Jen Caltrider, a researcher at Mozilla who reviewed the privacy policies for more than 25 car brands last year, said that drivers have little idea about what they are consenting to when it comes to data collection.
She said it is “impossible for consumers to try and understand” the legalese-filled policies for car companies, their connected services and their apps. She called cars “a privacy nightmare.”
“The car companies are really good at trying to link these features to safety and say they are all about safety,” Ms. Caltrider said. “They’re about making money.”
Neither the car companies nor the data brokers deny that they are engaged in this practice, though automakers say the main purpose of their driver feedback programs is to help people develop safer driving habits.
After LexisNexis and Verisk get data from consumers’ cars, they sell information about how people are driving to insurance companies. To access it, the insurance companies must get consent from the drivers — say, when they go out shopping for car insurance and sign off on boilerplate language that gives insurance companies the right to pull third-party reports. (Insurance companies commonly ask for access to a consumer’s credit or risk reports, though they are barred from doing so in California, Massachusetts, Michigan and Hawaii.)

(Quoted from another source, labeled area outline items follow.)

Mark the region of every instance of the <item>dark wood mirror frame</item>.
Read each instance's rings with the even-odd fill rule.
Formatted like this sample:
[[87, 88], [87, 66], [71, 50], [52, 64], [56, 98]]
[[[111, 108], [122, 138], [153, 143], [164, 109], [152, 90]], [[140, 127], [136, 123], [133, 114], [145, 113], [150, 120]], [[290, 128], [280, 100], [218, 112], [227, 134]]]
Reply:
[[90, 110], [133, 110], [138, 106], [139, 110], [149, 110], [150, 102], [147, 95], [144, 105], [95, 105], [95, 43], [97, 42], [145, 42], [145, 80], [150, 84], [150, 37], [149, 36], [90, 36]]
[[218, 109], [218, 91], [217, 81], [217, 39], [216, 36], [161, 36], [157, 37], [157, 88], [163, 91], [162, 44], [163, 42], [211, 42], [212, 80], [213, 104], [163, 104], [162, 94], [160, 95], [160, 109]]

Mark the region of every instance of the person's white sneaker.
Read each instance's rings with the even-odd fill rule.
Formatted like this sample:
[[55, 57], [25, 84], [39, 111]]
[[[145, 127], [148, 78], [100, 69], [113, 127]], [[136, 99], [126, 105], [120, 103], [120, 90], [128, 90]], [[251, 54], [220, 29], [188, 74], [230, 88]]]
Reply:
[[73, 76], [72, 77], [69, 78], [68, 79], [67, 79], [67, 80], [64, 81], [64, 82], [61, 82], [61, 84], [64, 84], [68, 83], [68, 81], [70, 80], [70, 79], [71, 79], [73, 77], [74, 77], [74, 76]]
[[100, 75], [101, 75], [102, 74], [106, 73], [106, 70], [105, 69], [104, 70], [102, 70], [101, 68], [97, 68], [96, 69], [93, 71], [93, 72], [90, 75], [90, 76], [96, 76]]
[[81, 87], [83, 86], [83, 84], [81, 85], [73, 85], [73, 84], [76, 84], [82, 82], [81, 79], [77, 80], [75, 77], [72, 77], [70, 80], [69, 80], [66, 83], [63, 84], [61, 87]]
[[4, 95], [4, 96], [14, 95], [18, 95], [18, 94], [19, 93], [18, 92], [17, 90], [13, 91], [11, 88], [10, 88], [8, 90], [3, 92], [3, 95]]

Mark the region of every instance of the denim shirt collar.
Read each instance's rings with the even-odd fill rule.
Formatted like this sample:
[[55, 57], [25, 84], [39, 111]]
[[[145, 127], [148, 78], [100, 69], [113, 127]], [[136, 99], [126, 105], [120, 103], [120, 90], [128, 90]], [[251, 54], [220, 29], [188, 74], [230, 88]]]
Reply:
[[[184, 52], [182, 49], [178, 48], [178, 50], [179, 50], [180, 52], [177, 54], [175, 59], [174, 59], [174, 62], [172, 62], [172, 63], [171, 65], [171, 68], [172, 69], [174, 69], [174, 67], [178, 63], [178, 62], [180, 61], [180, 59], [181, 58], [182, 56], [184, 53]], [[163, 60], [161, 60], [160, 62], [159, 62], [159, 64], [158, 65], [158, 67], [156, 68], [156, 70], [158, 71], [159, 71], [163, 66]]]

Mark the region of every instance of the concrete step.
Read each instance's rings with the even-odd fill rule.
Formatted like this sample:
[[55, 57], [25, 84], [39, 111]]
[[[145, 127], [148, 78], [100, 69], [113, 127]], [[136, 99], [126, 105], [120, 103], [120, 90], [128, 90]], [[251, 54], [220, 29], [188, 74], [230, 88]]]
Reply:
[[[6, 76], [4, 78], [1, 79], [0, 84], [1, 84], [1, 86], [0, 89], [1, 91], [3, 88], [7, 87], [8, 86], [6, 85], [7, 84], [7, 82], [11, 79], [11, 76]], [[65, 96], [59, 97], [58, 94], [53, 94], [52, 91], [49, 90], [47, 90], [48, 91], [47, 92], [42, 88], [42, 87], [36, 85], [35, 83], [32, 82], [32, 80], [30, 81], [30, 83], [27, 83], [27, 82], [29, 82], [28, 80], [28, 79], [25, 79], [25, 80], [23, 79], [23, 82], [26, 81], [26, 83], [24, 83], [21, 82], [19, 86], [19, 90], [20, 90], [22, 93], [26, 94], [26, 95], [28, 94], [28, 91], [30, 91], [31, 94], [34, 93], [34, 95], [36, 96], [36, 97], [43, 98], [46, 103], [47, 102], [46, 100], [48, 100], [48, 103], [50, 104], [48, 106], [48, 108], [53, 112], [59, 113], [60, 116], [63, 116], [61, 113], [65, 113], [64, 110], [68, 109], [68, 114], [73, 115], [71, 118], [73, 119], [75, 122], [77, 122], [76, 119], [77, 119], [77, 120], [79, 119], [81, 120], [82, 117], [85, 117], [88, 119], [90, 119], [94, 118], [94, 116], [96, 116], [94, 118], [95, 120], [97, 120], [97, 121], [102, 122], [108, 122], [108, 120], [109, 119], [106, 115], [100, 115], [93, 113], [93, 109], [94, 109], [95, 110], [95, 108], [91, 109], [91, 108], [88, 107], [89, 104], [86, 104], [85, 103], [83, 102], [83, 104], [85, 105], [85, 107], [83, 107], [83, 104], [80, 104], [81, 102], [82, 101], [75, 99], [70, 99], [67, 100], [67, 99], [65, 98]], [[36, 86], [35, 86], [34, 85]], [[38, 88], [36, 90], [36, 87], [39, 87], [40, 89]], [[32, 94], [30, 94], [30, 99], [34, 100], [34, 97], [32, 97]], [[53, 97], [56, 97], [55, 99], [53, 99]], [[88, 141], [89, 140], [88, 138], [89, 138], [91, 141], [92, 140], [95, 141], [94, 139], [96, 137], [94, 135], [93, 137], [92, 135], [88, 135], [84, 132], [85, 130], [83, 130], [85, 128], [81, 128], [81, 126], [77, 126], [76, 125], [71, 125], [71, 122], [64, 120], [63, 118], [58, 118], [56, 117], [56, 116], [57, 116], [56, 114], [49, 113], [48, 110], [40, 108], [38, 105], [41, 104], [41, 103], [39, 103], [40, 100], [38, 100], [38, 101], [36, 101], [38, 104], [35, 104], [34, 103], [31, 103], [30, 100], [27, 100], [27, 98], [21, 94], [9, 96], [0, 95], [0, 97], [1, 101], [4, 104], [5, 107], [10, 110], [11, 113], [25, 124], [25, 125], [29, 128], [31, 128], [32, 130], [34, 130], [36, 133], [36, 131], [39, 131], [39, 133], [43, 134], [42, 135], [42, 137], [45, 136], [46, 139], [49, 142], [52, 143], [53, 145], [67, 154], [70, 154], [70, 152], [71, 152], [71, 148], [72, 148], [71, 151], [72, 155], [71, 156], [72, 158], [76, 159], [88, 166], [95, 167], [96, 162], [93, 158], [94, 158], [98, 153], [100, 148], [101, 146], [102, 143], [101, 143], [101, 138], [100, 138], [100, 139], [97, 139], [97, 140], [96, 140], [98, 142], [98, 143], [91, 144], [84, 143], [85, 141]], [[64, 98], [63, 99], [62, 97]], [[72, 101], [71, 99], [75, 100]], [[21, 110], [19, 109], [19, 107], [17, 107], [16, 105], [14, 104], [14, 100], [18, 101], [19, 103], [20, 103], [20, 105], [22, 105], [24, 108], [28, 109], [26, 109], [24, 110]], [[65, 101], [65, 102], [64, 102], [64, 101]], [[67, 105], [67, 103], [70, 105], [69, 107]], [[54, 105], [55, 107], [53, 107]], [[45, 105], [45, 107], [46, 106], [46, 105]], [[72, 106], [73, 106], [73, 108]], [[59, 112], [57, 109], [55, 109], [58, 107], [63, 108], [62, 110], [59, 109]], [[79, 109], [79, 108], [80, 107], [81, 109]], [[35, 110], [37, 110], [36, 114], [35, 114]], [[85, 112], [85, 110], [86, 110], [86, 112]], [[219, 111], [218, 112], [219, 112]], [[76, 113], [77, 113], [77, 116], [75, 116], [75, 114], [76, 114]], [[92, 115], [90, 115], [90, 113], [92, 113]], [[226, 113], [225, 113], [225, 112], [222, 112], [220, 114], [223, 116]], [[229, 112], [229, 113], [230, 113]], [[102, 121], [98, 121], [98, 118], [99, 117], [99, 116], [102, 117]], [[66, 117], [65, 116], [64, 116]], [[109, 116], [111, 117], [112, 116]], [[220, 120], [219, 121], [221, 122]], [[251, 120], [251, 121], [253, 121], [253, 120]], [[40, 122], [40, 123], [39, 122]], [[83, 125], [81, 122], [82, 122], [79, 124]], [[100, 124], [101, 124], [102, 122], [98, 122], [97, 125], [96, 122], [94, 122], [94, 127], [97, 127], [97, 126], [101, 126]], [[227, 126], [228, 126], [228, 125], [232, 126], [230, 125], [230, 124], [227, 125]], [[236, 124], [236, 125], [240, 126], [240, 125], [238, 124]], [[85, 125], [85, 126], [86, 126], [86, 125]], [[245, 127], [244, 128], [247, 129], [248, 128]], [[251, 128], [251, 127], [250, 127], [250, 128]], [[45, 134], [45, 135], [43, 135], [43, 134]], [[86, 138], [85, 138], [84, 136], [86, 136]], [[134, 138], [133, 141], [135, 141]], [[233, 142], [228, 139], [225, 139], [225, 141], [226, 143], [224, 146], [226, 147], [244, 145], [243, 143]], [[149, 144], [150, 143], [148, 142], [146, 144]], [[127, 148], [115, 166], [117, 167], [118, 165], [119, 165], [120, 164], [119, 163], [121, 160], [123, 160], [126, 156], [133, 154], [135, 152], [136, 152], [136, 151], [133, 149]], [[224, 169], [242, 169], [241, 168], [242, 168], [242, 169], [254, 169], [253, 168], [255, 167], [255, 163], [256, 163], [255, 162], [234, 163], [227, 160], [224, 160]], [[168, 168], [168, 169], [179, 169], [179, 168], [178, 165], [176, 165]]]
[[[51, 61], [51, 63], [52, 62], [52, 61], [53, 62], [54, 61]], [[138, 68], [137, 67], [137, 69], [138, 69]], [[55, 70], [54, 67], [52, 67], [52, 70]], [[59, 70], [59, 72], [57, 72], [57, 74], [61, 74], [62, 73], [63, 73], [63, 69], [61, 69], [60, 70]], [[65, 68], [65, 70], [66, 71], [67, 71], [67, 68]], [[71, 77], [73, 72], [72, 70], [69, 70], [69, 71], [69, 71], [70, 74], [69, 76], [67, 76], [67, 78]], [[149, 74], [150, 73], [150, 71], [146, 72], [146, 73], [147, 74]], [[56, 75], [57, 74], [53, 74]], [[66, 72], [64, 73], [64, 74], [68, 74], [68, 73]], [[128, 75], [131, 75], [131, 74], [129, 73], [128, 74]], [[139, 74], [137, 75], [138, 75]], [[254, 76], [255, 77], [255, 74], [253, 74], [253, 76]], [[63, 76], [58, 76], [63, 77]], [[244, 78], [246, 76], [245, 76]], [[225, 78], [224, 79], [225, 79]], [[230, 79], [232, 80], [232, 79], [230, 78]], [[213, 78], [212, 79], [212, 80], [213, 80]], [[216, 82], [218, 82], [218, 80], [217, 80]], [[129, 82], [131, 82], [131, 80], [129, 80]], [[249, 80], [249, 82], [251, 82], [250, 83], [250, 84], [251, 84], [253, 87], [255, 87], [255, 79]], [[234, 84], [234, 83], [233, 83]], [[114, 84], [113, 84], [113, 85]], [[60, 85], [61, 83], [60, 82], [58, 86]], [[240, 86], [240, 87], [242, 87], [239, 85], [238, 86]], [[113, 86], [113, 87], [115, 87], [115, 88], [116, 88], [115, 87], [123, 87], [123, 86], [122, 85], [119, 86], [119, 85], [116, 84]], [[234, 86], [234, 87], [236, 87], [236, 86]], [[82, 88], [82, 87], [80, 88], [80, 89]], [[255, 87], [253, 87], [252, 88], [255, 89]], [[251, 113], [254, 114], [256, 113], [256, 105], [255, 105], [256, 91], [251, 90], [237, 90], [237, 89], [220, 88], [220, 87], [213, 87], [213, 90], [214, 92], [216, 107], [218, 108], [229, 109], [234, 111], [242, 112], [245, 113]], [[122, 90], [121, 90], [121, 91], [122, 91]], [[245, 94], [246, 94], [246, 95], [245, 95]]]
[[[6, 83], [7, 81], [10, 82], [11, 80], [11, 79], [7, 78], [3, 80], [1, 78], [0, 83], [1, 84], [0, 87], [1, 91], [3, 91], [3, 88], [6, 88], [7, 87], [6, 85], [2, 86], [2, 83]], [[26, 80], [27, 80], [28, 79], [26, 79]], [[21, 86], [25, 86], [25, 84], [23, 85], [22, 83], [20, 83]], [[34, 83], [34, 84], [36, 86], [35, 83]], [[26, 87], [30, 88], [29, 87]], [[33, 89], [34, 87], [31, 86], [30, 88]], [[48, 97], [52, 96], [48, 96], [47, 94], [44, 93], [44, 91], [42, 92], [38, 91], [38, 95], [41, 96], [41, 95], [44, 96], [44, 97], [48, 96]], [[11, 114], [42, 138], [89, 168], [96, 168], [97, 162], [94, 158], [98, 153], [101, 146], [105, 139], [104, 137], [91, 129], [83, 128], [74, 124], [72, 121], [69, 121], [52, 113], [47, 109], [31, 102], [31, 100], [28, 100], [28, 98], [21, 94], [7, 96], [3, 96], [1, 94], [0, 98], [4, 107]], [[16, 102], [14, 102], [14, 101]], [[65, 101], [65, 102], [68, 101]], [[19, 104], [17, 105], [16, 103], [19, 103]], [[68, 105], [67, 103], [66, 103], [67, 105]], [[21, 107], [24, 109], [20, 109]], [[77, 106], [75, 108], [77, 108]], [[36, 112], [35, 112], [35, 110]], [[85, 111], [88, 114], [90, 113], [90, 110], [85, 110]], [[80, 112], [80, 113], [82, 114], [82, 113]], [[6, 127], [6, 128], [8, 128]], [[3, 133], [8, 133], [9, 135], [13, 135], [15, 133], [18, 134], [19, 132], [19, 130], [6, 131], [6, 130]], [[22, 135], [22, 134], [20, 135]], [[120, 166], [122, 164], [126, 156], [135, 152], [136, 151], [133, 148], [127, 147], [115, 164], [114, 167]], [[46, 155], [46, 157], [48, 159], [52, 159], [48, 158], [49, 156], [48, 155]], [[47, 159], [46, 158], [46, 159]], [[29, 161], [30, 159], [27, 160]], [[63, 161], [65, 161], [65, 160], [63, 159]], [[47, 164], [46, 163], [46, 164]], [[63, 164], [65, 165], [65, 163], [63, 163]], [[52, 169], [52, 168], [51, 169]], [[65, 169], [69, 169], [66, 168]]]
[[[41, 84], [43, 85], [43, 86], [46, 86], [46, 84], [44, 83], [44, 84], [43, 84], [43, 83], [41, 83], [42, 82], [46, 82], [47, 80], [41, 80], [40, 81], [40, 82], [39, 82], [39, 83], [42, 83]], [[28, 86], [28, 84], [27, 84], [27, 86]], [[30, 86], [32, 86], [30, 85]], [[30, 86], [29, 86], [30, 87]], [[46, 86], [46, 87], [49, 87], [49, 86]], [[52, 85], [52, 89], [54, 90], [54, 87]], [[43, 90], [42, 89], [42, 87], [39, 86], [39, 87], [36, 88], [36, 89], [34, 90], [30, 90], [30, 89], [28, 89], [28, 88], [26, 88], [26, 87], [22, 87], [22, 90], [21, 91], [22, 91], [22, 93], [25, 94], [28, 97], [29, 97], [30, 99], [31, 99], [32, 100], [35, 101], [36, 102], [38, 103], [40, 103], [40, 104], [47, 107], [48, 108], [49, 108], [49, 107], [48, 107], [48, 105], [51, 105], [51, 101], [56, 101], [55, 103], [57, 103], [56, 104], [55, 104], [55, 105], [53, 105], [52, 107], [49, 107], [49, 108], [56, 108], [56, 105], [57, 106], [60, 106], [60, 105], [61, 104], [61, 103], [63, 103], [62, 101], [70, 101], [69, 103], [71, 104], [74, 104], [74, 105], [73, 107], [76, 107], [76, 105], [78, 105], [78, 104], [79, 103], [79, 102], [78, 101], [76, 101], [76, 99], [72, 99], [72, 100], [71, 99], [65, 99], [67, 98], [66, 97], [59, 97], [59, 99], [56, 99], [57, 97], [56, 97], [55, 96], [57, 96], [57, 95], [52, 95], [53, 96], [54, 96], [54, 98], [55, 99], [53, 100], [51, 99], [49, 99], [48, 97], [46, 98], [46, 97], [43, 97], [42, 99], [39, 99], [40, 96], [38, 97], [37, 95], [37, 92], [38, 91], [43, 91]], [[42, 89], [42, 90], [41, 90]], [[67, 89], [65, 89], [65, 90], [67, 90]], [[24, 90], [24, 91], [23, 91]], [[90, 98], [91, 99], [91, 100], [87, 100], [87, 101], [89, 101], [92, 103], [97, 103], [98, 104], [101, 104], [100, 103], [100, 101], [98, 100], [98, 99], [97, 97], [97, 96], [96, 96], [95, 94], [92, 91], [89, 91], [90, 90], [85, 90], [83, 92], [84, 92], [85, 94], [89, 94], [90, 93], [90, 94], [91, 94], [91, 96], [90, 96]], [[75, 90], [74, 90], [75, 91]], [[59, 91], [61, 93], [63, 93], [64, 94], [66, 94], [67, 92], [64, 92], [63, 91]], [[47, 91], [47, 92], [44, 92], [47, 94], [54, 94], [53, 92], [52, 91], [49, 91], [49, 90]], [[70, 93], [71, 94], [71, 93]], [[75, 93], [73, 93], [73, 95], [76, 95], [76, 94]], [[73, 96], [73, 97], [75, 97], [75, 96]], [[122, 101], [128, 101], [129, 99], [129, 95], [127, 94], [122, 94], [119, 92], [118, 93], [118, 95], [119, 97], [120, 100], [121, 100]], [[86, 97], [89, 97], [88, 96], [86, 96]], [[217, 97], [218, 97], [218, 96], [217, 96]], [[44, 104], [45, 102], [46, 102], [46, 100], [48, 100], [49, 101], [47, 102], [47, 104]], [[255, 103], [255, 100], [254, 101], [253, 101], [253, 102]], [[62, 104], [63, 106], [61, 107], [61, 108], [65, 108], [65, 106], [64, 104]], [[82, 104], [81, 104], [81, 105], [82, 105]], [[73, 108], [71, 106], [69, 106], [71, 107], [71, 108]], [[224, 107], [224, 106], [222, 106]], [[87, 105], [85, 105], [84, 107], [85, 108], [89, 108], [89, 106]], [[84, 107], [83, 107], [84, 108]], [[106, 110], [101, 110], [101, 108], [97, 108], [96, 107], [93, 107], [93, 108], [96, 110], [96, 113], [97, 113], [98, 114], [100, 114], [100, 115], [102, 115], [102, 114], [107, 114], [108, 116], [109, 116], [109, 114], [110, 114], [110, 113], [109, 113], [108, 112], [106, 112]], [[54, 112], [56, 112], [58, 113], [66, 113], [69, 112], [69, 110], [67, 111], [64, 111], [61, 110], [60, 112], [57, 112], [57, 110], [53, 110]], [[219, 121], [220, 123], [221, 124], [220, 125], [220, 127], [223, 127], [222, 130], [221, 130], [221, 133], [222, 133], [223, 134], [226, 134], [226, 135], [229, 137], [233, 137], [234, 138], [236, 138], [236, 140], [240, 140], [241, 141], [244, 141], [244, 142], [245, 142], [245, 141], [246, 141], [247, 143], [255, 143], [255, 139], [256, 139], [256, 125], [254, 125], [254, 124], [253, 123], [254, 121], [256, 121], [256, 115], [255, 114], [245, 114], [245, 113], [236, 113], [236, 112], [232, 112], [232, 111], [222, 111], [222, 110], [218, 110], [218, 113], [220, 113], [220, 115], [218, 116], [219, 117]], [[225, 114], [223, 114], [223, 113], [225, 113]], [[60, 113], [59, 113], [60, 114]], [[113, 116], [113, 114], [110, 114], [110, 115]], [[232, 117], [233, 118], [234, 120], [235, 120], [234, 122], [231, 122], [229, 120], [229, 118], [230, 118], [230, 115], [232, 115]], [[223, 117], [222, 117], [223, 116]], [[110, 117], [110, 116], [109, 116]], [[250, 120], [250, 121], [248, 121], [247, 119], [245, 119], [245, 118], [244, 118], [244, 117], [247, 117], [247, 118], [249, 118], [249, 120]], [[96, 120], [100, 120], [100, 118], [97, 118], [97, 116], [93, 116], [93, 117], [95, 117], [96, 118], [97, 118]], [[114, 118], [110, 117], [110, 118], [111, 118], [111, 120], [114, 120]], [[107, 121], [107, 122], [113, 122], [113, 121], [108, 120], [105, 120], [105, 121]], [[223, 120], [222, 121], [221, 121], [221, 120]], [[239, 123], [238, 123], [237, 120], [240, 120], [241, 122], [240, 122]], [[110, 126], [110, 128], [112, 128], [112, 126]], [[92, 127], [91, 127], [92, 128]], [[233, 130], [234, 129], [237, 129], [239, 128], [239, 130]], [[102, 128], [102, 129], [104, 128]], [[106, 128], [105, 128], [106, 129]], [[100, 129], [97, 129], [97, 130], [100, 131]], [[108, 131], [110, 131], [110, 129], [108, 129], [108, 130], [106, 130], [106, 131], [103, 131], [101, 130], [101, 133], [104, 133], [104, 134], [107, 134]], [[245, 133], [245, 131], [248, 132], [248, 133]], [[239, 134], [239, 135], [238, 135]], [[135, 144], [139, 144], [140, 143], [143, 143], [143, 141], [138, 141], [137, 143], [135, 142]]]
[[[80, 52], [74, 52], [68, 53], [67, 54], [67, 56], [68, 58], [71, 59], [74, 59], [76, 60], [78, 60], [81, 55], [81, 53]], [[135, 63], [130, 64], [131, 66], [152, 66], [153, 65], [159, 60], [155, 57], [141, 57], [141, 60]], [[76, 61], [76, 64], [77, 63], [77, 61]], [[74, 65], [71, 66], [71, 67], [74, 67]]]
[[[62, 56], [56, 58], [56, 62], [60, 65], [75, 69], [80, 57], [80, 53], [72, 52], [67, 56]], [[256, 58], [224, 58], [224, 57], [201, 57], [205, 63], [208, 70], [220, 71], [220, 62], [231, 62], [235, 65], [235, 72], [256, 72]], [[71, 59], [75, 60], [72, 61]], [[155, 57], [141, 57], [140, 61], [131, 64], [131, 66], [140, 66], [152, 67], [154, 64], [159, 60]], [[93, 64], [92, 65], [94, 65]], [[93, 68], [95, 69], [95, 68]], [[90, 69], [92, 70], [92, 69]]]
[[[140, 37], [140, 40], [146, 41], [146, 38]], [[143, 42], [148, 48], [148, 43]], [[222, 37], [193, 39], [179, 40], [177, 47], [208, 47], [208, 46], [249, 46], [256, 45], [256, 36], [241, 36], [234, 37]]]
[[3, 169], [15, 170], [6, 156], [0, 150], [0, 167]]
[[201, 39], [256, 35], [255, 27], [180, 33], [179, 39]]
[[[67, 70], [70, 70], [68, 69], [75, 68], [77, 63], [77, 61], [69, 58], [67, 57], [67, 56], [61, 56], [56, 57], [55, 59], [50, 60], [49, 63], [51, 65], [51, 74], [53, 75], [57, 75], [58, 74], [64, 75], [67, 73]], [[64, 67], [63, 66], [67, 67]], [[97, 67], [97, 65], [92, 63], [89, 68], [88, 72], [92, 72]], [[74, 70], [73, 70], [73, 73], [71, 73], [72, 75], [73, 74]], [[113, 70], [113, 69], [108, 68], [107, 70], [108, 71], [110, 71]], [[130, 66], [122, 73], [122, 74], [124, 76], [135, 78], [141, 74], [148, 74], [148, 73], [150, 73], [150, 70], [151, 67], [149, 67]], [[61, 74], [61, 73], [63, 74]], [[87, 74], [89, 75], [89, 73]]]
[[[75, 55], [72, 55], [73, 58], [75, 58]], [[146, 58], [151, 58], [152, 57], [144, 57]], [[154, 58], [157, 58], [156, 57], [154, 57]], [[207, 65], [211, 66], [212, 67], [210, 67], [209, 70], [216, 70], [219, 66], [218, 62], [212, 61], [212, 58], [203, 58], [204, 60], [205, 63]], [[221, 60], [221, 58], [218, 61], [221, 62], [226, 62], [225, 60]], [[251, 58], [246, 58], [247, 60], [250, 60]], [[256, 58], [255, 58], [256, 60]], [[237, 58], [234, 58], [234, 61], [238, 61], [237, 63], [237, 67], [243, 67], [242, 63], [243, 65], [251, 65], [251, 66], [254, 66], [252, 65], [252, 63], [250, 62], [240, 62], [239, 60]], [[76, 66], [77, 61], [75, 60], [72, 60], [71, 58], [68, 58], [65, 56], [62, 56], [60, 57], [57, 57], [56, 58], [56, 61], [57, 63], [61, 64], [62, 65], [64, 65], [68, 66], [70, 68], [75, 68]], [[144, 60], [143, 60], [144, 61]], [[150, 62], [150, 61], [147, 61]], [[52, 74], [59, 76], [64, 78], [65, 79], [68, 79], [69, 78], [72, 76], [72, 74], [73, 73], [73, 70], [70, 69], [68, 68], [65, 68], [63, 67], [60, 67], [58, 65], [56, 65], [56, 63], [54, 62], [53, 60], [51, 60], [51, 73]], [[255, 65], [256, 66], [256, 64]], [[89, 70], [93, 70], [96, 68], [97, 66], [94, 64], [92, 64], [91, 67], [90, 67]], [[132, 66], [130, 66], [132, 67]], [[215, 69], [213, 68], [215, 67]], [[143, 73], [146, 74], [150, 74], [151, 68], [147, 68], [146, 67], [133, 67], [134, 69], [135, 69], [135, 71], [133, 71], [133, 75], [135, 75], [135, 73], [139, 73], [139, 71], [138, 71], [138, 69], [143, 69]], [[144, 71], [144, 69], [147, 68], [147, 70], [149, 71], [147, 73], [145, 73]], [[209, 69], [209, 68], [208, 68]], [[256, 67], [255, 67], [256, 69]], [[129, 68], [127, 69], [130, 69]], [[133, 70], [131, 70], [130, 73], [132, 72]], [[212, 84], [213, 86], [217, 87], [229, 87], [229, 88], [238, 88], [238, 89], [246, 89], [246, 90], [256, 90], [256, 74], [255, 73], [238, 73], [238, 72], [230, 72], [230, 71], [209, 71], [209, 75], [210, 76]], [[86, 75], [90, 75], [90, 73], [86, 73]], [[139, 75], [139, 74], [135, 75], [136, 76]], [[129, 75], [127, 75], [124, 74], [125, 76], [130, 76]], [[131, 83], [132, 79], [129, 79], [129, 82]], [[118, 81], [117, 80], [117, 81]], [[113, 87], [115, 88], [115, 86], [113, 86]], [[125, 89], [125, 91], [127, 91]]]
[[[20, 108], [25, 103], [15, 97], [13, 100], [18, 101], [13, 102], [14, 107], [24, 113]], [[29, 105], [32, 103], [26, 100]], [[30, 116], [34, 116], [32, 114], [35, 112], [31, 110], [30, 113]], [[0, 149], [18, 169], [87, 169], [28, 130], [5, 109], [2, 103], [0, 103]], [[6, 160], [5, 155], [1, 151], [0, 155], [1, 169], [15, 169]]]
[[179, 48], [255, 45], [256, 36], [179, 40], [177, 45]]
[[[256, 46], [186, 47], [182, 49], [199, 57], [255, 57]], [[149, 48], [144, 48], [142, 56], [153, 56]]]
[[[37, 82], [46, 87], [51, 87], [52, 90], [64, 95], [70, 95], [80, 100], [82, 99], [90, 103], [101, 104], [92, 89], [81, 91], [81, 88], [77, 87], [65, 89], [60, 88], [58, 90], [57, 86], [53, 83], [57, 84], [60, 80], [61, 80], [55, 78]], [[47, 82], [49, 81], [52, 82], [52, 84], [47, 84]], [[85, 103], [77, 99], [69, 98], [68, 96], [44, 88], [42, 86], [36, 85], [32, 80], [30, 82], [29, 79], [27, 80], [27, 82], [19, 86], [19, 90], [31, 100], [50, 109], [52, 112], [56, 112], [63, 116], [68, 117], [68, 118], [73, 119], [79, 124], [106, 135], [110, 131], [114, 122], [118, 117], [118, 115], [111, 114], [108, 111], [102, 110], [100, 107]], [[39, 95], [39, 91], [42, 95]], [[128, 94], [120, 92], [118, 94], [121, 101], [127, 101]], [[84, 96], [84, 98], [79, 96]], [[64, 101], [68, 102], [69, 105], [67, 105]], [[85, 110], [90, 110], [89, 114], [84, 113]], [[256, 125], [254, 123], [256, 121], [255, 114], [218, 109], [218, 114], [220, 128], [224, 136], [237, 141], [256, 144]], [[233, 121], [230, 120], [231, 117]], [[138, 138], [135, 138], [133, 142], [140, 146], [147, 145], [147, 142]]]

An employee familiar with G.M.’s Smart Driver said the company’s annual revenue from the program is in the low millions of dollars.
LexisNexis Risk Solutions, which retains consumers’ driving data for six months, has “strict privacy and security policies designed to ensure that data is not accessed or used impermissibly,” the company said in a statement.
Verisk provides insurers with trip data and a risk score “approved by insurance regulators in 46 states and the District of Columbia,” said a spokeswoman, Amy Ebenstein. Automakers that Verisk gets data from “provide their customers notice and obtain appropriate consents,” she said.
Ford “does not transmit any connected vehicle data to either partner,” said a spokesman, Alan Hall, but partnered with them “to explore ways to support customers” who want to take part in usage-based insurance programs. Ford will share driving behavior from a car directly with an insurance company, he said, when a customer gives explicit consent via an in-vehicle touch screen.
The other automakers all have optional driver-coaching features in their apps — Kia, Mitsubishi and Hyundai have “Driving Score,” while Honda and Acura have “Driver Feedback” — that, when turned on, collect information about people’s mileage, speed, braking and acceleration that is then shared with LexisNexis or Verisk, the companies said.
Drivers who have realized what is happening are not happy. The Palm Beach Cadillac owner said he would never buy another car from G.M. He is planning to sell his Cadillac.